Psychopaths versus sociopaths part 2

“Psychopath. Successful Psychopath.” – http://huff.to/1MbblrH

In some ways sociopaths and psychopaths are opposite ends of a spectrum, with psychopaths only adopting rules that are selfishly expedient, and changing them when expedient, whereas for a sociopath the rules are important, just not generally accepted rules, and those rules may outweigh all other considerations, even human life or the sociopaths own life.

A psychopath is driven by urges and what he deems expedient, a sociopath by what he believes is necessary.

A psychopath is only reliable to the degree his interests are temporarily in alignment, if he recognizes that fact and doesn’t have a stronger impulse.

I would be looking more for high functioning sociopaths.  The greatest heros and worst monsters have features of that type.

Sociopaths like rules and have disdain for rules that don’t agree, but that leaves it an open question whether their rules are good or bad, and if they are good, whether they are better.

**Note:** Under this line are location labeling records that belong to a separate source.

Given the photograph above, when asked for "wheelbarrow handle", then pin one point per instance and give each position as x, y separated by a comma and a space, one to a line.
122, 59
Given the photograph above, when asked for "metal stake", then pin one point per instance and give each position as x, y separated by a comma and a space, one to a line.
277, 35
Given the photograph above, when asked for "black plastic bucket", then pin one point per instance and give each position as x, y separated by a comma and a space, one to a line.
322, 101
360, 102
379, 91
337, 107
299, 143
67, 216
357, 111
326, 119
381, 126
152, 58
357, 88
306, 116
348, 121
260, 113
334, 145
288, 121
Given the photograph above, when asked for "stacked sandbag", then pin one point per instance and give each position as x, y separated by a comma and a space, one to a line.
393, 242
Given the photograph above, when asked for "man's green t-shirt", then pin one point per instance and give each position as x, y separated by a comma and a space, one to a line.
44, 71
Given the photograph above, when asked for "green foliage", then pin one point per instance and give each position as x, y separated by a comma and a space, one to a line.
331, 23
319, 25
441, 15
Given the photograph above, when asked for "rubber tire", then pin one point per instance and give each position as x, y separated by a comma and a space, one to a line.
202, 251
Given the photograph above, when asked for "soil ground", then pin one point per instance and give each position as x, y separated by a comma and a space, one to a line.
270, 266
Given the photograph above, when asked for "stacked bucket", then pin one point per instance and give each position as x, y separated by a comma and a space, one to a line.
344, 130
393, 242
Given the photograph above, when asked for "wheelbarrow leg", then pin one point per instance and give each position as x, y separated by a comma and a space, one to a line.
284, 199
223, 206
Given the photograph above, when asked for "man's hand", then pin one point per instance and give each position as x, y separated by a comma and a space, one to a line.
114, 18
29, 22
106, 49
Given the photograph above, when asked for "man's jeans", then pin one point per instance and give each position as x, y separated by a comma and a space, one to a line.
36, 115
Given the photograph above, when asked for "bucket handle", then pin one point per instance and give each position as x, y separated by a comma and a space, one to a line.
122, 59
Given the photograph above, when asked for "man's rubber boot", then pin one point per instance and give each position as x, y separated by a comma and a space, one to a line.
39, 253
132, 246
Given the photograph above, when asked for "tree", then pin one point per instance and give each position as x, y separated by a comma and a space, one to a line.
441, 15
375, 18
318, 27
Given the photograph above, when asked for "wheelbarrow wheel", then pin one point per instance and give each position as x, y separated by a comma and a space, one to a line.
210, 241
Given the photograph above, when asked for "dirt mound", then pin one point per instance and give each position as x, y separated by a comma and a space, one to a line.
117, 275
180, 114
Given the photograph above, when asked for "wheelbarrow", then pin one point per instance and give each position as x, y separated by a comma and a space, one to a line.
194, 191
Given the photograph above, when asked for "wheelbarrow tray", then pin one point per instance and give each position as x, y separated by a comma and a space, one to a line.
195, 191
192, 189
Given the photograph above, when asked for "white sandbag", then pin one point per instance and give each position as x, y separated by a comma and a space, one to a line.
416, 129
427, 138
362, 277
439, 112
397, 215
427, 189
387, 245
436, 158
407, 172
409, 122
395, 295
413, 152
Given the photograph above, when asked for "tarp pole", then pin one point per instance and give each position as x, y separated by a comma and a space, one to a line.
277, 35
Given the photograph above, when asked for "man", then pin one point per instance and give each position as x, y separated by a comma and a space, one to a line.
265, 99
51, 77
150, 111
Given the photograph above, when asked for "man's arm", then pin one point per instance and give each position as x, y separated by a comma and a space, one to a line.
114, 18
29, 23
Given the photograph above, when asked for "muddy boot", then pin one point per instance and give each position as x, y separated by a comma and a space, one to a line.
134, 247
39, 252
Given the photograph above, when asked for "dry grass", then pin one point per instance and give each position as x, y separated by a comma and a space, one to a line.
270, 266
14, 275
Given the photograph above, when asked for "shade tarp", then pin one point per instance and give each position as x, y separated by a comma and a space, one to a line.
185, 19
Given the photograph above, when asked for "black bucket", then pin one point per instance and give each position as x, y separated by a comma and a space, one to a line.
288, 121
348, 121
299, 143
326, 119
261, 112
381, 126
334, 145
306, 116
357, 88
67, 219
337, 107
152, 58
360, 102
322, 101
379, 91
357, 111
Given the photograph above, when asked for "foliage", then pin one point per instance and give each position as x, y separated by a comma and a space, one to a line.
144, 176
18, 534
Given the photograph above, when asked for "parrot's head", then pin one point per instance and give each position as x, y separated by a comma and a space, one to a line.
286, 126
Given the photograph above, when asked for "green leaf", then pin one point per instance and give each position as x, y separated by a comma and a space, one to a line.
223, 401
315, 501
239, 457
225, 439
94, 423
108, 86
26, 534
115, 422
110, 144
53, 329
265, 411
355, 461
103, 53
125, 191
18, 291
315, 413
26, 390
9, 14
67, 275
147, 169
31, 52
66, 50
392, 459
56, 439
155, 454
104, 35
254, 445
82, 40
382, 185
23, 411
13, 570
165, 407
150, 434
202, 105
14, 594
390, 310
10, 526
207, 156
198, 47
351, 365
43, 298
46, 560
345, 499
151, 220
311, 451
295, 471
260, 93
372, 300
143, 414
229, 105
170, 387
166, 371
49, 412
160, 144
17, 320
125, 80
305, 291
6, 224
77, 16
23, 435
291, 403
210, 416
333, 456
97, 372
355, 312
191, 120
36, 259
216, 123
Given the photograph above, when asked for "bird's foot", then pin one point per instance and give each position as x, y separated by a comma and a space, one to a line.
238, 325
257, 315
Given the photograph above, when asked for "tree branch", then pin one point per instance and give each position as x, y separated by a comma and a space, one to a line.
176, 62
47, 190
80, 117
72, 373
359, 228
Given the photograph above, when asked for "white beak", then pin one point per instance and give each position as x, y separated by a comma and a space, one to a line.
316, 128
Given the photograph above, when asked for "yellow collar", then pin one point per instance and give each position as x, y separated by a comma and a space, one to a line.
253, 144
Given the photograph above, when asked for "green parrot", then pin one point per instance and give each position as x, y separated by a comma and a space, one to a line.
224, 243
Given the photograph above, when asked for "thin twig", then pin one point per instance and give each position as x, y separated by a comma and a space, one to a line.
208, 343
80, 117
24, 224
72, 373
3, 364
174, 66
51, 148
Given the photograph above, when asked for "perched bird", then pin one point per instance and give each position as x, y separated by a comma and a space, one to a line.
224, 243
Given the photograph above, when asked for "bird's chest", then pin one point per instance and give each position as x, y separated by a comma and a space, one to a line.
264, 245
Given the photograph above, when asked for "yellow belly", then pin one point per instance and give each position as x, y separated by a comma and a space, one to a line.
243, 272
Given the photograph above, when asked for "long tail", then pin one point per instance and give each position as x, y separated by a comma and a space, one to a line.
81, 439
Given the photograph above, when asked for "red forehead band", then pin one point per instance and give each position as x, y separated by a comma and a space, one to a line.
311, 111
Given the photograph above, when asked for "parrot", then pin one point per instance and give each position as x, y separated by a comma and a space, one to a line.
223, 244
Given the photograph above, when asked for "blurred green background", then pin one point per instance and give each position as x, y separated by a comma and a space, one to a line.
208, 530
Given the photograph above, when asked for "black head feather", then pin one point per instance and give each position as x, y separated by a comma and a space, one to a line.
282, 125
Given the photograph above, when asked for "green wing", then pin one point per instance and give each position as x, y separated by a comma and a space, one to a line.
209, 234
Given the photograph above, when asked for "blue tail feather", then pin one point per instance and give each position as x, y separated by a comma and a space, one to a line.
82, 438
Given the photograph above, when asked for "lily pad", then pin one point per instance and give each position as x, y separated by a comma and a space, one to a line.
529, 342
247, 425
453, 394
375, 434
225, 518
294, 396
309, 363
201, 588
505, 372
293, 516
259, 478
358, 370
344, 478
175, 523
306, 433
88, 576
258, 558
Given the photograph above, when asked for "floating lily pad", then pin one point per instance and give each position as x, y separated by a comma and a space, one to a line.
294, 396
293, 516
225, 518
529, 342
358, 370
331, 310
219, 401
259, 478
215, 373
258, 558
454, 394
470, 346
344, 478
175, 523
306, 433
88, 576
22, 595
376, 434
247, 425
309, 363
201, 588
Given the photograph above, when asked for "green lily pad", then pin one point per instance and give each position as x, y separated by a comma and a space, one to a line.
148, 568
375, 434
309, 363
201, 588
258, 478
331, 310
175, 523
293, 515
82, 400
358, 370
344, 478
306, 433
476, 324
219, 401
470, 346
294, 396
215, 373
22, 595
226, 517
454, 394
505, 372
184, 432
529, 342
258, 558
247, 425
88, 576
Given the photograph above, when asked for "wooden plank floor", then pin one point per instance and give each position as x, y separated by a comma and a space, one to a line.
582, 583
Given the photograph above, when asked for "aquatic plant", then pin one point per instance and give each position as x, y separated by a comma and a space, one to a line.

Normal people mostly adopt what might be called the ambient morality around them, and that is not always good. 

If someone is raised in a racist, homophobic environment, the odds are overwhelming that he will be racist and homophobic.

That is, sometimes it is a good thing to oppose conventional morality and that there are people around that are missing the brain widget that results in uncritically accepting the conventional principles.

Sometimes you need someone that will start what is at the time the bloodiest war in history (Lincoln), or that risks martyrdom (Jesus), or who convinces masses to march on an enemy at great personal risk without fighting back (Gandhi).  You see some of the same features with the hero agent from WW2.  That level of commitment regardless of personal consequences is not psychopathy.

And the boundary between hero and monster is Robespierre, and on looking at the historical record, his initial campaign of eliminating oppressing classes was necessary, keeping around wounded, powerful adversaries would have resulted in inevitable failure.  If something is necessary there is no point in asking whether it ought to be done, the question is irrelevant.  We all owe Robespierre a debt, his victory was as important to the world we live in as the American revolution.

On the other side, the monsters, there are people like Hitler and the serial killer Pickton.  When a sociopath has absolute commitment to the worst principles he can do a lot of damage.